For Creed, who has been involved since Task Force Innovation was launched, said a key component of trying to create a more innovative Navy and Marine Corps will be knowledge management – who is doing what, how well is it working and who else should adopt those practices?
“How is it we holistically get at bringing innovation across the services, to include everything at the ground level of providing a bonus or something like that for someone who comes up with a good idea, like the Benny Suggs [Beneficial Suggestions] Program,” Creed said.
“Institutionalizing it to be okay to be innovative, versus, I just want to do it how I did it when I was a captain and that’s how it moves forward.
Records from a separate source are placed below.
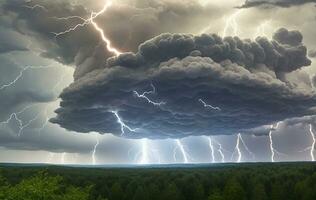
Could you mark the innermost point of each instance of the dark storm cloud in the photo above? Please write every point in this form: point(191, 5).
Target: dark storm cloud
point(279, 3)
point(238, 76)
point(126, 25)
point(312, 53)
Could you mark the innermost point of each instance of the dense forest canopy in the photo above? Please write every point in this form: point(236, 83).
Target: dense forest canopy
point(291, 181)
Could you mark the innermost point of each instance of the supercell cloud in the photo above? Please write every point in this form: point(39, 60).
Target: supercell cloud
point(280, 3)
point(173, 84)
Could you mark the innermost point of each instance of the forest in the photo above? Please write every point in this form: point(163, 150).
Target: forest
point(260, 181)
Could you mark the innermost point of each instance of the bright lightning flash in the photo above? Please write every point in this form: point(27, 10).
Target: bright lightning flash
point(183, 152)
point(210, 142)
point(122, 124)
point(209, 106)
point(85, 22)
point(95, 149)
point(143, 95)
point(231, 24)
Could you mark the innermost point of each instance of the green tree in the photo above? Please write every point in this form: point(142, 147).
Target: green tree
point(140, 194)
point(215, 194)
point(44, 187)
point(41, 187)
point(4, 187)
point(259, 192)
point(153, 192)
point(74, 193)
point(171, 192)
point(234, 191)
point(116, 192)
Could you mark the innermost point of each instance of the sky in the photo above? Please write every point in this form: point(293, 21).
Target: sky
point(157, 82)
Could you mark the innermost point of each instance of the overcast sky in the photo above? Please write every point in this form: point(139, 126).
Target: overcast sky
point(175, 77)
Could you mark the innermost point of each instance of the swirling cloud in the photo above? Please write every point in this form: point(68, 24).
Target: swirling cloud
point(245, 79)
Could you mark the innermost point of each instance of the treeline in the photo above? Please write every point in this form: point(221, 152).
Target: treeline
point(293, 181)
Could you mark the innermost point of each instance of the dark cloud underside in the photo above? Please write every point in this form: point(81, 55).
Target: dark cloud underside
point(278, 3)
point(244, 78)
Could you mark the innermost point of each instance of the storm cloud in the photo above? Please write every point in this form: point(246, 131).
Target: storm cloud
point(126, 25)
point(176, 73)
point(279, 3)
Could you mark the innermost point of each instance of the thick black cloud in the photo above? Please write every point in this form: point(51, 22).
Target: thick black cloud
point(312, 53)
point(126, 26)
point(279, 3)
point(238, 76)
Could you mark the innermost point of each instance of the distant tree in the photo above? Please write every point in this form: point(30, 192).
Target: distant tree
point(276, 192)
point(116, 192)
point(44, 187)
point(171, 192)
point(259, 192)
point(41, 187)
point(140, 194)
point(234, 191)
point(4, 187)
point(215, 195)
point(153, 192)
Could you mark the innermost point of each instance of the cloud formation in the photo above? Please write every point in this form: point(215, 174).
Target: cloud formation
point(244, 78)
point(127, 26)
point(279, 3)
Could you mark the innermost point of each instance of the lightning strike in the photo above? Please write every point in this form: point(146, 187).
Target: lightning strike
point(220, 150)
point(94, 161)
point(209, 106)
point(20, 75)
point(122, 124)
point(183, 152)
point(237, 148)
point(211, 148)
point(36, 6)
point(231, 24)
point(15, 116)
point(245, 146)
point(21, 128)
point(272, 149)
point(90, 20)
point(143, 95)
point(63, 157)
point(144, 152)
point(261, 29)
point(312, 147)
So they’re trying to change the culture, that’s what this Naval Innovation [Advisory Council] is.”
According to the memo, “innovation is occurring across the Department but often times efforts are not mutually supportive and the great ideas of the workforce are encumbered by bureaucratic processes. … This effort will synchronize senior leaders, facilitate the flow of resources, streamline policy, and remove other bureaucratic roadblocks that hinder innovation within the fleet This group will also ensure the Fleet implements the best ideas, and that the DON continues to improve its innovative culture and processes.”
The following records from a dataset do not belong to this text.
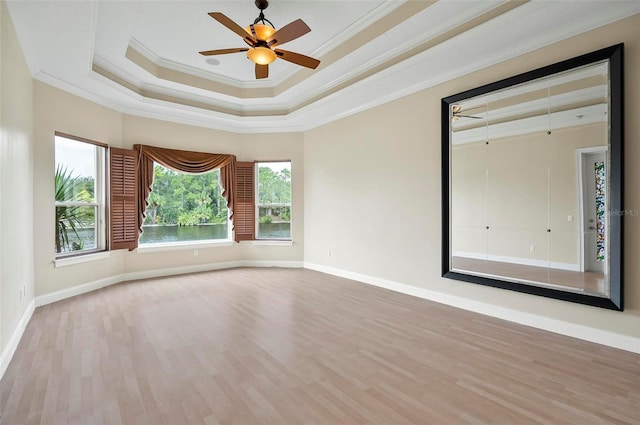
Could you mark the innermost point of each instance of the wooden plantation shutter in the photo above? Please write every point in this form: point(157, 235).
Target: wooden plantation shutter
point(123, 200)
point(244, 208)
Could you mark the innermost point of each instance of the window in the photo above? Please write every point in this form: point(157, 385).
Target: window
point(185, 207)
point(273, 200)
point(79, 196)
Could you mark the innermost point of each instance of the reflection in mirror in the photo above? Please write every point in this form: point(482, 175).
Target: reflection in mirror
point(529, 191)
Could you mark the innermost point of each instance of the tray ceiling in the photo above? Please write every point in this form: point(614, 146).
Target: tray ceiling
point(141, 57)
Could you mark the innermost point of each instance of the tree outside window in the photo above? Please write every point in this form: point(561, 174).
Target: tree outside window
point(274, 200)
point(185, 207)
point(79, 197)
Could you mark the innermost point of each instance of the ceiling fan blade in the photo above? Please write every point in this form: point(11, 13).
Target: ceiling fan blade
point(262, 71)
point(233, 27)
point(289, 32)
point(223, 51)
point(298, 59)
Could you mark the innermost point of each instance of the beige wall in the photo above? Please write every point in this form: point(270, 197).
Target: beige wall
point(16, 182)
point(372, 189)
point(520, 186)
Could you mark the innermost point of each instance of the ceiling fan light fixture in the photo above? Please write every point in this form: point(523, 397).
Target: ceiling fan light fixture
point(263, 32)
point(261, 55)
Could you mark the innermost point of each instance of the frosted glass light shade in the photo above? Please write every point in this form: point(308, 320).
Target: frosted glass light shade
point(262, 31)
point(261, 55)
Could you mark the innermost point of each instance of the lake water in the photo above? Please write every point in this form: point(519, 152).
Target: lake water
point(164, 234)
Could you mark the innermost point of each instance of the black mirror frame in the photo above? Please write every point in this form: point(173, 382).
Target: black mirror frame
point(614, 54)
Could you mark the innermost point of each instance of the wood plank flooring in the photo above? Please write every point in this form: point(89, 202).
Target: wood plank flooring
point(294, 346)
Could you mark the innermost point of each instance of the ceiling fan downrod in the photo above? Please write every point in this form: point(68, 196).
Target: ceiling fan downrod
point(262, 5)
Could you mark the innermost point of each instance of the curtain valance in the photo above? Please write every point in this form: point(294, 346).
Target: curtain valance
point(186, 162)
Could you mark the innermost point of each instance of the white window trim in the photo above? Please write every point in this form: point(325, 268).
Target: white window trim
point(179, 246)
point(80, 258)
point(270, 241)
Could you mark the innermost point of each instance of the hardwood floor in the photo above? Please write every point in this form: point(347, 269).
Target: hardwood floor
point(293, 346)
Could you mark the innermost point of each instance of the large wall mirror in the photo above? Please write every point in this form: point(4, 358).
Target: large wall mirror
point(532, 181)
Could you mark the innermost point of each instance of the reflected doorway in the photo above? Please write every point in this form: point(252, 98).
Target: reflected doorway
point(593, 195)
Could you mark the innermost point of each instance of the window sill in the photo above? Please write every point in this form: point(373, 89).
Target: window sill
point(177, 246)
point(68, 261)
point(272, 242)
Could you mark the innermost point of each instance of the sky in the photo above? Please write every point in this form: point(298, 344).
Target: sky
point(76, 156)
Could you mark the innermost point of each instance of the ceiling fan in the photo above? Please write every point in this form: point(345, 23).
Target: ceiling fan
point(456, 115)
point(262, 39)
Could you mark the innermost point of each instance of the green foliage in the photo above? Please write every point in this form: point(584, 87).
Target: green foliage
point(267, 219)
point(70, 218)
point(274, 186)
point(185, 199)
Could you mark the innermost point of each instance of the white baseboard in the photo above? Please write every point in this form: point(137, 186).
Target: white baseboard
point(518, 260)
point(12, 345)
point(611, 339)
point(76, 290)
point(146, 274)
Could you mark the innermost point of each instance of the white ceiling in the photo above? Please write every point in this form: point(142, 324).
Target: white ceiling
point(141, 57)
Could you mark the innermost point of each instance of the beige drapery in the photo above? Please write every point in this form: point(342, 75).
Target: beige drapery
point(184, 161)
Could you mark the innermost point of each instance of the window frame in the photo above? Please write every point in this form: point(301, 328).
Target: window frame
point(188, 244)
point(256, 173)
point(100, 196)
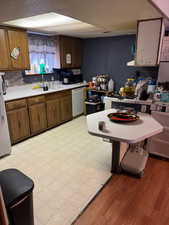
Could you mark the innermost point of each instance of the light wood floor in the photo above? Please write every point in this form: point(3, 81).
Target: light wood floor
point(131, 201)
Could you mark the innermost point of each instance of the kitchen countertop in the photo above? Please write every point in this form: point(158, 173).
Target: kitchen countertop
point(133, 132)
point(134, 101)
point(25, 91)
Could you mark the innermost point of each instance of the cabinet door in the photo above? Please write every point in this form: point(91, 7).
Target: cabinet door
point(18, 121)
point(149, 40)
point(4, 51)
point(77, 53)
point(18, 39)
point(66, 108)
point(53, 112)
point(37, 115)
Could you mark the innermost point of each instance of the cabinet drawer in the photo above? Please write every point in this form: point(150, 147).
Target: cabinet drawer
point(35, 100)
point(16, 104)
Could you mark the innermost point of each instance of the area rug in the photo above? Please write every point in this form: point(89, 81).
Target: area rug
point(69, 167)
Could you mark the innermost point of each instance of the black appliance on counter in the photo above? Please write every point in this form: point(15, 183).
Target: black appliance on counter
point(69, 76)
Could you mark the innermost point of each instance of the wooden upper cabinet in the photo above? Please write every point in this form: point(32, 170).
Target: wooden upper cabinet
point(149, 42)
point(4, 51)
point(11, 38)
point(18, 39)
point(69, 52)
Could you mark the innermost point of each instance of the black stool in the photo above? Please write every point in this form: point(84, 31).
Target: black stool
point(17, 191)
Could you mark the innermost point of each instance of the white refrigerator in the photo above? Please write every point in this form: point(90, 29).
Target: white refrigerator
point(5, 144)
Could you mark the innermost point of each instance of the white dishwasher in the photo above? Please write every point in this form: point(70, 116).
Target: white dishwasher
point(77, 101)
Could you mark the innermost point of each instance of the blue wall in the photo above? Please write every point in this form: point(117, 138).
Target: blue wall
point(108, 55)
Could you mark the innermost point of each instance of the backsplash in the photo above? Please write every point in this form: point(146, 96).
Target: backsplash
point(14, 78)
point(18, 78)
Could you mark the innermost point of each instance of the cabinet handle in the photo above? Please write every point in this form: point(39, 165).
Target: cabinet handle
point(19, 124)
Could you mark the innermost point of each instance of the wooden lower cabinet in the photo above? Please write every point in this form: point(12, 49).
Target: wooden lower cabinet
point(31, 116)
point(18, 121)
point(66, 108)
point(53, 112)
point(37, 116)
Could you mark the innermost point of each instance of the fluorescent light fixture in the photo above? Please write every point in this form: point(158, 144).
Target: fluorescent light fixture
point(43, 20)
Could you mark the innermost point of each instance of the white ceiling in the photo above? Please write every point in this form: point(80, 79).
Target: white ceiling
point(104, 18)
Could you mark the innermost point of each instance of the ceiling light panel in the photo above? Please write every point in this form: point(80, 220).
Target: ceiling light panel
point(44, 20)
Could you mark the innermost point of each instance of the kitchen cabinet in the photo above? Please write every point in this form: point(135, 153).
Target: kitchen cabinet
point(165, 50)
point(53, 112)
point(37, 114)
point(69, 52)
point(149, 42)
point(77, 101)
point(13, 39)
point(33, 115)
point(18, 120)
point(66, 108)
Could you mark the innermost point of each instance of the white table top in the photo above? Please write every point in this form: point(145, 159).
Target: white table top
point(132, 132)
point(24, 91)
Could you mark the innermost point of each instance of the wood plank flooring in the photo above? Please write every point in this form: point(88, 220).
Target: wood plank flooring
point(127, 200)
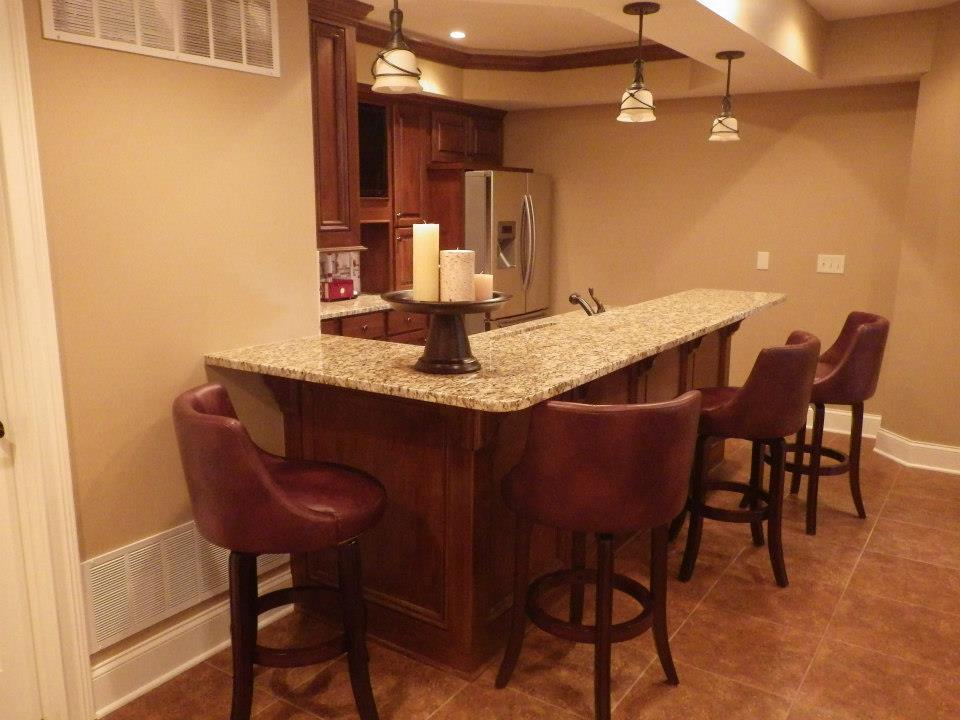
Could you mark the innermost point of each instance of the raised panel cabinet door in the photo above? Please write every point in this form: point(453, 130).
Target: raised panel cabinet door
point(411, 147)
point(403, 258)
point(336, 144)
point(486, 140)
point(449, 136)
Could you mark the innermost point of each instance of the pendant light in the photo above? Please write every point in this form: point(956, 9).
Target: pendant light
point(395, 69)
point(636, 105)
point(725, 125)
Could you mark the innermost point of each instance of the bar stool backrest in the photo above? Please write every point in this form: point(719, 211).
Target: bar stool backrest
point(855, 357)
point(607, 468)
point(773, 401)
point(235, 502)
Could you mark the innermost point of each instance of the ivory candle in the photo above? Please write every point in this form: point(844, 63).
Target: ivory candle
point(482, 286)
point(426, 262)
point(456, 275)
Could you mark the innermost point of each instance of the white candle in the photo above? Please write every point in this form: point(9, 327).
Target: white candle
point(482, 286)
point(456, 275)
point(426, 262)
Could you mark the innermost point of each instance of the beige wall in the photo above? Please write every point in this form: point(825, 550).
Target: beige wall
point(180, 210)
point(645, 210)
point(923, 362)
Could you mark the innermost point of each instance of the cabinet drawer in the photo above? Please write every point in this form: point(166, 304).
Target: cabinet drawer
point(401, 322)
point(370, 326)
point(330, 327)
point(416, 337)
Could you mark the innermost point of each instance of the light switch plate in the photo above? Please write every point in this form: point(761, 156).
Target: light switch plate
point(832, 264)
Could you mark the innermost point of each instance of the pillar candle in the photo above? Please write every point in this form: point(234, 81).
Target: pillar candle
point(456, 275)
point(482, 286)
point(426, 262)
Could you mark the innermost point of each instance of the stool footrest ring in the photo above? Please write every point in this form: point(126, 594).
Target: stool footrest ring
point(841, 466)
point(297, 657)
point(587, 634)
point(731, 515)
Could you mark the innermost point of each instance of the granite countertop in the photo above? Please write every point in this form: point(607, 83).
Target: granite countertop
point(358, 306)
point(522, 365)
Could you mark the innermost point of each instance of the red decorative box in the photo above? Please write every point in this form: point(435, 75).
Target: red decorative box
point(336, 290)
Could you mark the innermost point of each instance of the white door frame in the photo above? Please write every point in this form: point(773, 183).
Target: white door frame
point(30, 354)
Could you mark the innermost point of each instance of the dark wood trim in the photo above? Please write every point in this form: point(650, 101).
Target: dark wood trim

The memo was released last week, and Creed said the members would hold the inaugural meeting this week.
Creed said a second memo looks at individuals and holds them accountable for being innovative and encouraging innovation in those they lead.
The memo states that “beginning in Fiscal Year 2016, all Officers, senior enlisted personnel, and GS-13 and above shall be assessed on their contributions to building the innovative culture within the DON.”
Creed said that would happen through sailors’ and Marines’ annual fitness reports, though the services are still working through the details of implementing this idea. He said Navy and Marine Corps fitreps are not identical and it would take a bit of work to determine the best way to implement the change.
Overall, though, Creed said that if the Navy secretariat could tackle the big issues like bringing agility to acquisition, the force could handle the culture change.
“Everyone else can deal with instituting this culture of accepting things like with fitreps, with awards, with being willing to experiment.,” he said.
“And I would tell you … there is a big appetite. I don’t know if it’s because GWOT’s gone, I anticipate some of it’s from GWOT going away: I’m not going 99 percent of the time getting ready just to turn around and go back to war. People’s minds are more open to innovation, so this is a very timely, I think, event that’s occurring.”
Navy spokesman Capt. Patrick McNally said that, in addition to the memos setting up the council and directing annual performance assessments to address innovation, several more memos would be released soon:
– Modernize the hiring process to bring talent into the DON workforce faster.
– Create a DON-Wide research list and share the unclassified version with the public.
– Explore the future of Artificial Intelligence/Advanced Robotics in the DON.
– Every DON Civilian will be part of an actively managed Functional Community Of Practice.
– Expand wargaming in the DON and transform how we share results.
– Understand the full potential of virtual training in the DON and expand virtual training where it makes sense.
– Leverage the tremendous civilian talent of our Naval Reserve Force.
– Develop effective innovation incentives to help reinvigorate the culture of innovation within the DON.
– Explore the full potential of 360 evaluations for military and civilian personnel.